Dans un communiqué paru hier mercredi, le président de la République niait farouchement les allégations portées contre lui par un média israélien. Lequel l’accuse d’avoir traité les juifs de « voleurs ». Et ce, lors de son récent discours adressé aux jeunes du quartier de Mnihla.
Kaïs Saïed antisémite? Certes, le président de la République n’a jamais caché son hostilité au sionisme, ni son attachement viscéral à la cause palestinienne. Au point de considérer la normalisation avec Israël comme la « trahison suprême ». De là à le qualifier d’anti-juif, c’est pourtant un pas qu’une certaine presse israélienne a allégrement franchi. Mais revenons aux faits.
« Les voleurs juifs à l’origine de l’instabilité du pays »
Tout commence avec The Jerusalem Post, un quotidien de référence fondé en 1932, une décennie avant la création de l’Etat hébreu. En effet, il publiait le 20 janvier 2021 un article intitulé: « Le président tunisien attribue l’instabilité aux voleurs juifs ».
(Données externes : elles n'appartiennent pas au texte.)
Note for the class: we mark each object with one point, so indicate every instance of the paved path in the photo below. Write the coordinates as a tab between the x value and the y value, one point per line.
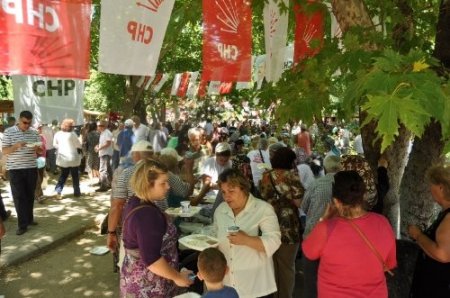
58	221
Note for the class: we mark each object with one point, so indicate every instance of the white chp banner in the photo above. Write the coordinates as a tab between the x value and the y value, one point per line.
49	98
157	87
131	35
193	85
259	70
288	57
275	32
176	84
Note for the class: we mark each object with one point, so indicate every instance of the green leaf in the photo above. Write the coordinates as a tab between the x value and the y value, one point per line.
390	110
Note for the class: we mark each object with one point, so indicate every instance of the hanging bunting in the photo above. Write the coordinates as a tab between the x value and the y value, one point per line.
176	84
49	98
184	84
275	32
46	38
227	40
159	82
131	35
309	30
145	82
259	70
202	88
214	88
288	57
193	86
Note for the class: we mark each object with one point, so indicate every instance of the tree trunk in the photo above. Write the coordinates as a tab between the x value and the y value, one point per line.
417	205
397	156
354	13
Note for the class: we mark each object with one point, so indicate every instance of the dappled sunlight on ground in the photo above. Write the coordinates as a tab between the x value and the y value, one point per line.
67	271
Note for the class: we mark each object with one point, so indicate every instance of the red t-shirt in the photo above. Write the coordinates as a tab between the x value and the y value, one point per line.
348	267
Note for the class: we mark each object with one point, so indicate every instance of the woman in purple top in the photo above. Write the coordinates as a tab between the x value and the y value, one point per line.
150	266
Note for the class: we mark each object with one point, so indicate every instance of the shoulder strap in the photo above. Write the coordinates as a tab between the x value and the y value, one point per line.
273	184
370	245
133	211
262	157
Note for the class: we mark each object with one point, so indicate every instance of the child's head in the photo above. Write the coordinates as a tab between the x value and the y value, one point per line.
212	265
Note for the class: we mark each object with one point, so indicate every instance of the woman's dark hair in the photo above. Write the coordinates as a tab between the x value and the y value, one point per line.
235	178
283	158
92	126
349	188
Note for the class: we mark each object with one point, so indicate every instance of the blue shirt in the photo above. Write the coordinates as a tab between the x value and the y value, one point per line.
225	292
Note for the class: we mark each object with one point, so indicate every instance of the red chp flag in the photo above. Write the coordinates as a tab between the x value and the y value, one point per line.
227	40
45	37
309	31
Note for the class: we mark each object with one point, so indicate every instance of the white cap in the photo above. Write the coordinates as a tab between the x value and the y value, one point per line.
142	146
222	147
129	122
171	152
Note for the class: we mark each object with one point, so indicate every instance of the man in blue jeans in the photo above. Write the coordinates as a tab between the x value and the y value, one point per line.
21	144
105	152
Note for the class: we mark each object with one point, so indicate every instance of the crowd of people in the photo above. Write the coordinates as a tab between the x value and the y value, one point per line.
276	195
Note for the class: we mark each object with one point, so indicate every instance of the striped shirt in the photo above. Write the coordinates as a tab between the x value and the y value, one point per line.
25	157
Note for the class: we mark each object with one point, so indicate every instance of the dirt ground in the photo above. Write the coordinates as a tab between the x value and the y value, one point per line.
68	270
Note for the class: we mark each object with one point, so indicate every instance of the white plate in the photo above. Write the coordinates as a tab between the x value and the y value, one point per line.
193	210
210	199
34	144
199	242
99	250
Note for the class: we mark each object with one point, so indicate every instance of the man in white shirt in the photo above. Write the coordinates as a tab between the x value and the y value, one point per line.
141	131
211	170
50	155
105	152
357	145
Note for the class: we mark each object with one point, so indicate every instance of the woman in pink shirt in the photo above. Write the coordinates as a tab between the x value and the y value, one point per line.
355	247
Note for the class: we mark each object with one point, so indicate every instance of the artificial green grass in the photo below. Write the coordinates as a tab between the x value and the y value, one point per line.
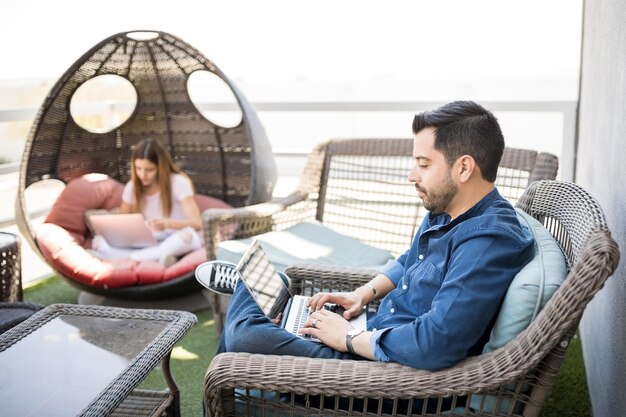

Puis, le rabbin Pinchas Goldschmidt, président de la Conférence des rabbins européens se fendait d’un twitt. « Le président tunisien Kaïs Saïed a accusé les juifs d’être à l’origine de l’instabilité dans le pays. D’ailleurs, le président tunisien vient d’appeler le grand rabbin de Djerba, Haim Bitan, pour s’excuser pour sa diatribe contre les juifs, les accusant de troubles dans le pays ».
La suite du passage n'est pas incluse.